Hollywood Reporter - 17th December 2003
David Bowie: MSG Review
By Frank Scheck
Madison Square Garden, New York
Monday, Dec. 15
Revealing few traces of the bout with the flu that necessitated the postponement of the first several dates of the U.S. segment of his world tour, David Bowie delivered the sort of killer show at the Garden that well demonstrated why he's become one of the most venerated figures in rock.
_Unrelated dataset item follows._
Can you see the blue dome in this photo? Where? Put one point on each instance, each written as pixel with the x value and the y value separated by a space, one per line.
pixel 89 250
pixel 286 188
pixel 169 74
Delivering a nearly two-hour, career-spanning set that included numbers dating back three decades as well as songs from his new "Reality" album, Bowie and his amazing seven-piece band gave a transcendent performance.
The set list was cannily chosen, featuring the classic hits ("Fame," "Ashes to Ashes," "Changes"), vintage favorites ("The Man Who Sold the World," "Life on Mars"), relative obscurities ("Cactus," from last year's "Heathen" CD, and the powerful "Motel," from "Outside") and a handful of songs from "Reality." The latter, including the hard-rocking "New Killer Star," for which Bowie just received a Grammy nomination, and the moving "The Loneliest Guy," were strong numbers comparing well to his glory days and fit seamlessly into the set.
Highlights included a mesmerizing duet with bassist Gail Ann Dorsey on the Bowie-Queen collaboration "Under Pressure" and a particularly powerful one-two punch of the menacing and now all too resonant "I'm Afraid of Americans" followed by "Heroes," the latter of which the singer graciously introduced as "the other side of the story." The dynamite encore was an intense triple blast of "Jean Genie," "Suffragette City" and the seminal "Ziggy Stardust."
Opening act Macy Gray had a little trouble making an impact in the massive arena with her 45-minute set of retro-style soul, but eventually her infectious, slinky grooves - which included entertainingly funky revampings of television theme songs ranging from "All in the Family" to "The Sopranos" - won the crowd over.